Unsocial digital life
Ji Tolentino is The New Yorker’s professional millennial journalist, in an era of malleable truth and widespread political delusion, who writes both contemporary and classical from social media to the gig economy, enhanced the pages of the old magazine with Zeitgeist animated essays, reports from the trenches of today’s gender wars.
Her new book Trick Mirror, a collection of essays rooted in her journalism about the internet’s degraded discourse with first-person narration.
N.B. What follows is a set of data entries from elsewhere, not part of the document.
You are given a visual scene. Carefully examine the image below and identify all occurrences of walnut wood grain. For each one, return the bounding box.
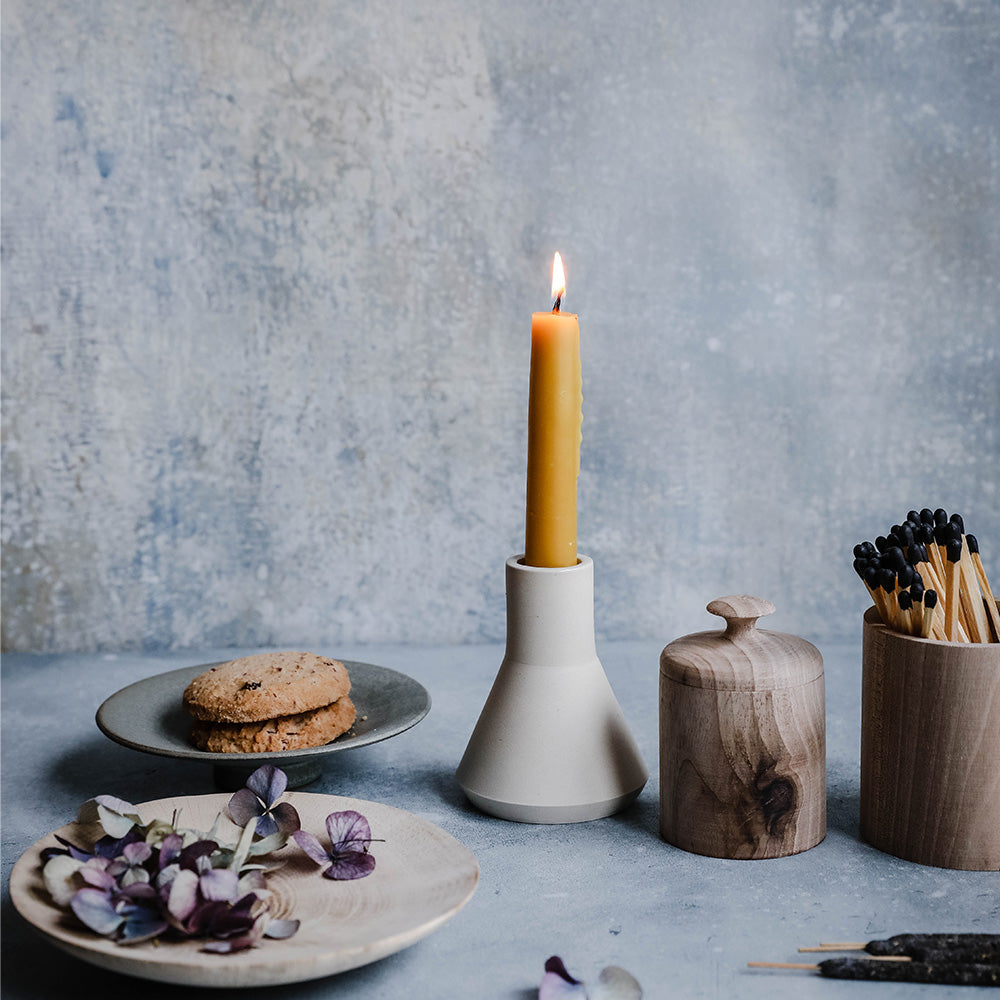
[861,608,1000,871]
[660,595,826,859]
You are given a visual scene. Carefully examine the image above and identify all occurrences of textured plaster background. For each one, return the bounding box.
[2,0,1000,651]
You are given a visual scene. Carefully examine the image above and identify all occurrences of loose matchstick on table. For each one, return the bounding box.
[799,932,1000,961]
[747,956,1000,986]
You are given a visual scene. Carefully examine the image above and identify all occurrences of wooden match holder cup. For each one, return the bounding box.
[861,608,1000,871]
[660,595,826,859]
[457,556,648,823]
Her aim is to immerse the reader in the contradictions of her own self and to suspend her desire for a conclusion.
The other theme of the book is feminism in its “market-friendly” form, “a politics built around getting and spending money” that valorises #girlbosses and the She-E-O over collective action with millions of women leaning in on Facebook executive Sheryl Sandberg’s advice, Tolentino is far more radical than the millennial women she advocates for.
Many have drunk the Kool Aid and are content in their “co-working spaces”, with ping pong tables and beer trolleys designed to keep them there late into the night.
Her prescriptions Society must demonstrate more “ culpability” with undertones of shame, and digital declinism seems conservative.
From the rise of the internet to her own appearance on an early TV show, from her experiences of religious and chemical ecstasy to her uneasy engagement with our culture’s drive towards self-optimisation, to her gneraton’s obsession with extravagant wedding, Tolentino writes with humor, style and clarity about these strangest of times.
Trick Mirror Reflections on Self-Delusion by Jia Tolentino, Random House 526/Fourth Estate £14.99, 320 pages.